Re: [edict-jmdict] "P" Markers revisited



[Francis Bond ([edict-jmdict] "P" Markers revisited) writes:]
>> there is an interesting article in the journal of lexicography on an
>> equivalent of P-markers:

Yes, very interesting. No surprises there, I guess.

>> I could think of three ways of trying to improve the current ratings,
>> but as I don't use them myself, am not so motivated.
>> 
>> (a) we could do a corpus count (or web corpus count) and mark the most frequent
>>   - it is very hard to get a fully representative corpus.  Amano and
>> Kondo, for example found that in over ten years of newspaper text the
>> word 唐揚げ never appeared, although it is a very familiar word.

Every corpus will have some biases. Many are overly newspaper-oriented.

Apropos of 唐揚げ, the other kanji form - 空揚げ - does crop up in the
newspaper-based "wordfreq" list, but is not high enough ranked to get a P.
Doesn't score so well on Googits either.

>> (b) we could compare the vocabulary to the familiarity ratings in
>> 日本語語彙特性, and mark various bands of familiarity, although the IP issues
>> could be murky.
>> @Book{Goitokusei,
>>   author =	 "Shigeaki Amano and Tadahisa Kondo",
>>   title =	 "Nihongo-no Goi-Tokusei (Lexical properties of
>>                   Japanese)",
>>   publisher =	 "Sanseido",
>>   year =	 1999
>> }

IP on that would be messy. My "ichi" markings have the same problem.

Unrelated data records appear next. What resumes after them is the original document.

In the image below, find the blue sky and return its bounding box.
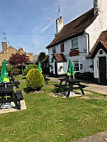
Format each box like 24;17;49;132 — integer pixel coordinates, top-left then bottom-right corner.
0;0;93;55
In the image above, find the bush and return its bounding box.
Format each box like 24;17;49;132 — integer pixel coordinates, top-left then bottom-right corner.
24;65;38;75
6;65;13;72
0;65;13;72
11;68;20;75
26;69;44;90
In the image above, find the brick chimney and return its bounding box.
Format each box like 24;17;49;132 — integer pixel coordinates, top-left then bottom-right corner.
2;42;7;52
56;17;63;34
93;0;107;15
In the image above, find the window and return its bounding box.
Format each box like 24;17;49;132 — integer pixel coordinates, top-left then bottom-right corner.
73;61;79;72
94;0;98;8
94;0;98;14
52;47;56;53
60;43;64;52
71;38;78;49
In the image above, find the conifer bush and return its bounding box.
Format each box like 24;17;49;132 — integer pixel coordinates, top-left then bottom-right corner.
24;65;38;75
26;69;44;90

>> (c) we should keep the current markers and correct individual ones
>> that appear to be wrong, preferably backing up our intuitions with
>> some kind of evidence (such as GPB "Ghits per billion documents"
>> http://itre.cis.upenn.edu/~myl/languagelog/archives/000953.html).
>> There is currently a way to add P-markers (spec1 and spec2: I don't
>> know the difference), but no way of removing them...  I am not sure if
>> it is worth adding another flag just to show this.

If we come up with a GPB metric, It could go in as a marker, and join the 
mix that generate the simple P markers. I have been using >= 1MegaGoogits
as a trigger for assigning a "spec1". Obviously this should rise over time.
I seeGoogle has stopped stating the number of pages it indexes.

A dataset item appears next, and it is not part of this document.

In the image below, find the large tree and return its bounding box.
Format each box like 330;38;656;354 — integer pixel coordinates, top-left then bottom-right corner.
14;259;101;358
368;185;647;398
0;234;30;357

>> I think IP problems rule out (b), if anyone has a big corpus then it
>> would be nice to try (a), but for the moment we should stick with (c).

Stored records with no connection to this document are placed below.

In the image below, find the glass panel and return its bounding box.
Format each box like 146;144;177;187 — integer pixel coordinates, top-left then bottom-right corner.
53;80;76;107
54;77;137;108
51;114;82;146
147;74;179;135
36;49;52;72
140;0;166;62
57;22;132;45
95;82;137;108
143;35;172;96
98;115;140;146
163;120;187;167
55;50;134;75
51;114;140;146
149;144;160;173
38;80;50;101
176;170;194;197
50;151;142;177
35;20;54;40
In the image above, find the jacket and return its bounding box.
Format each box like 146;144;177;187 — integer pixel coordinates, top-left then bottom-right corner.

Yes, I think it's the most accessible, and I have seen reports that the
word coerage is not too bad. Better than newspapers.

Cheers

Jim

-- 
Jim Breen                                http://www.csse.monash.edu.au/~jwb/
Clayton School of Information Technology,               Tel: +61 3 9905 9554
Monash University, VIC 3800, Australia                  Fax: +61 3 9905 5146
(Monash Provider No. 00008C)                ジム・ブリーン@モナシュ大学